Regression Model Assumptions

It is helpful to formally define the assumptions of regression models.

The deterministic part of the model captures all the non-random structure in the data

This assumption implies that the mean of the errors, $\boldsymbol{\epsilon}$ , is zero. It applies only over the range of the explanatory variables in the data that we are considering. In the protein example, it is possible that the protein level changes markedly when the baby is born; we would be unwise to predict the protein level at any fetal age greater than the largest we have observed, namely 36 weeks. Similarly, we have no information on protein levels before week 10 of pregnancy so again, in the absence of other information, it would be unwise to make predictions outwith this range.

The scale of the variability of the errors is constant at all values of the explanatory variables

In our models, we have been summarizing the scale of the scatter of the observations about the deterministic part of the model using $\sigma$ . This assumes the scale to be constant at all points on the regression line, otherwise a single number would not suffice. Let us recall the plot of the protein in pregnancy data overlaid with the fitted regression line. The spread of points about the line is roughly constant for different values of gestation, so the assumption appears to be valid for the protein in pregnancy data.

The errors are independent

Another assumption we have made is implied by the fact that the sum-of-squares function (in our least squares estimation approach) was constructed by adding together the squared deviations of each observation from the deterministic part of the model. This implies the errors are independent.

Broadly speaking, independence means that knowledge of the error attached to one observation does not give us any information about the error attached to another. Very often, this is ensured by the physical nature of the experiment, where observations correspond to a random sample of different people or animals. However, there are situations, particularly where something is being monitored over time, where the error at one point can have a “carry-on”” effect on the error at the next. In the protein example, each observation corresponds to a different woman and so we have quite strong justification for assuming that the observations are independent. If the observations had arisen by taking repeated measurements on the same woman over a variety of times throughout her pregnancy then the assumption of independence would not be justified.

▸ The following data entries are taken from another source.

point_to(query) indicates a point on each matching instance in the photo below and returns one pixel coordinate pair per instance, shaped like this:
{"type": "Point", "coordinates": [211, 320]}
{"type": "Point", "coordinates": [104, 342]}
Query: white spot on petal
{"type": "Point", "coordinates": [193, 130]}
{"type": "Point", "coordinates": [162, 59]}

The errors are normally distributed

This will allow us to describe the variation in the model’s parameter estimates, and therefore make inferences about the population from which our sample was taken.

The values of the explanatory variables are recorded without error

This last assumption is not one which we can check by examining the data; instead we have to consider the nature of the experiment. The presence of appreciable error in the explanatory variables can cause a surprising amount of difficulty in fitting and interpreting the model. With the protein data, there is certainly scope for errors in $x$ — since this refers to time into pregnancy; a quantity which has to be calculated from recorded or remembered dates, or by ultrasound measurements. In the present case we shall assume that these dates are known accurately, through careful calculation, ultrasound scans, and following through until eventual birth. However, whenever we consider regression data, it is always wise to consider whether this assumption has been violated.